AIJan 18, 2023

Implicit State and Goals in QBF Encodings for Positional Games (extended version)

arXiv:2301.07345v15 citationsh-index: 32
Originality Incremental advance
AI Analysis

This addresses efficiency issues in encoding positional games for QBF solvers, which is incremental for the computational game theory and formal methods communities.

The paper tackles bottlenecks in QBF encodings for positional games like Hex and Tic-Tac-Toe by introducing two improvements: an implicit symbolic board state and implicit winning configurations, reducing encoding size and improving solver performance, with evaluations showing scalability to 19×19 Hex boards.

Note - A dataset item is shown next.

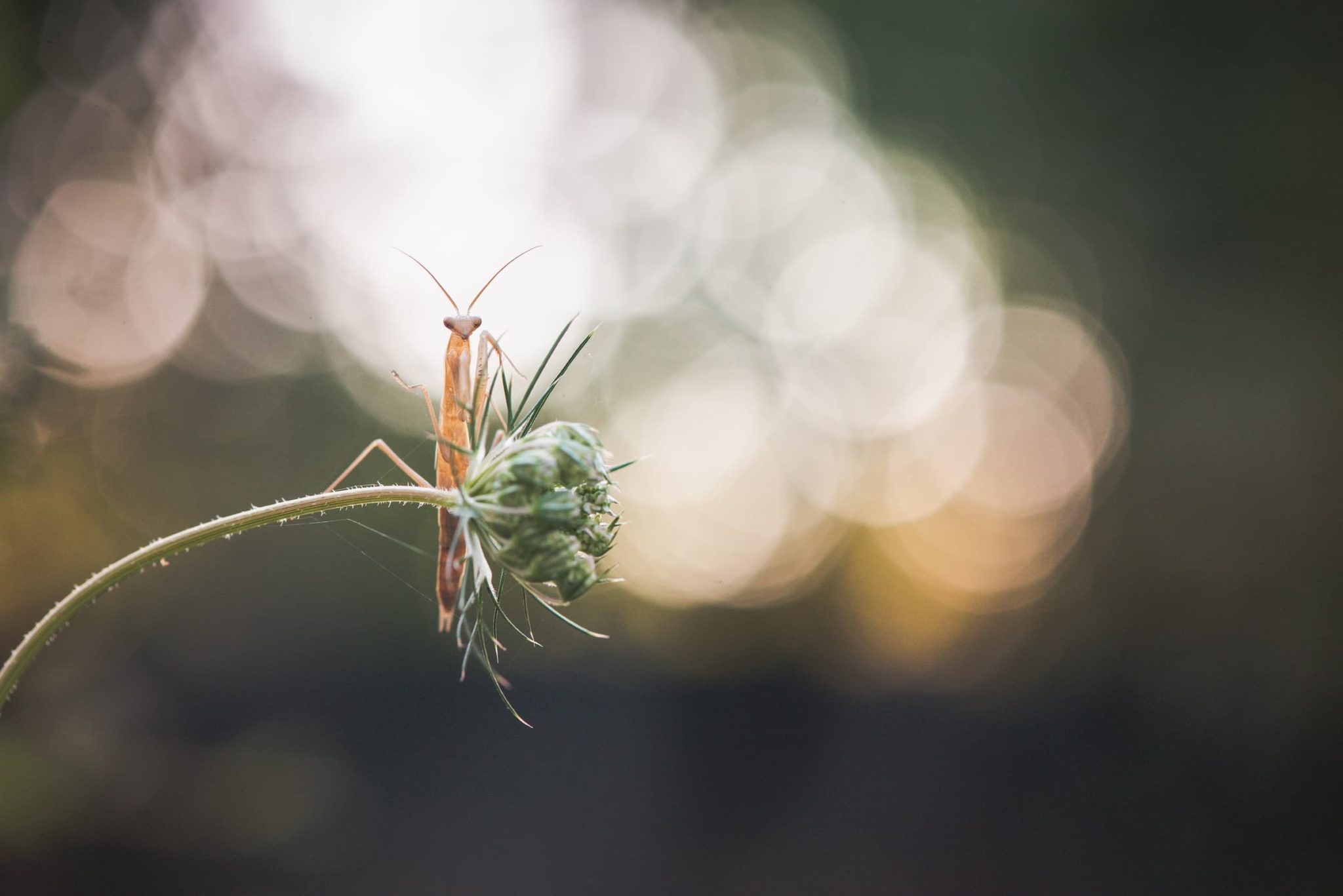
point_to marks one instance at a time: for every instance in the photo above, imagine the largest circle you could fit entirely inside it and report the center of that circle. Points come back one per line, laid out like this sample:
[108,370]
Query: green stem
[225,526]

We address two bottlenecks for concise QBF encodings of maker-breaker positional games, like Hex and Tic-Tac-Toe. Our baseline is a QBF encoding with explicit variables for board positions and an explicit representation of winning configurations. The first improvement is inspired by lifted planning and avoids variables for explicit board positions, introducing a universal quantifier representing a symbolic board state. The second improvement represents the winning configurations implicitly, exploiting their structure. The paper evaluates the size of several encodings, depending on board size and game depth. It also reports the performance of QBF solvers on these encodings. We evaluate the techniques on Hex instances and also apply them to Harary's Tic-Tac-Toe. In particular, we study scalability to 19$\times$19 boards, played in human Hex tournaments.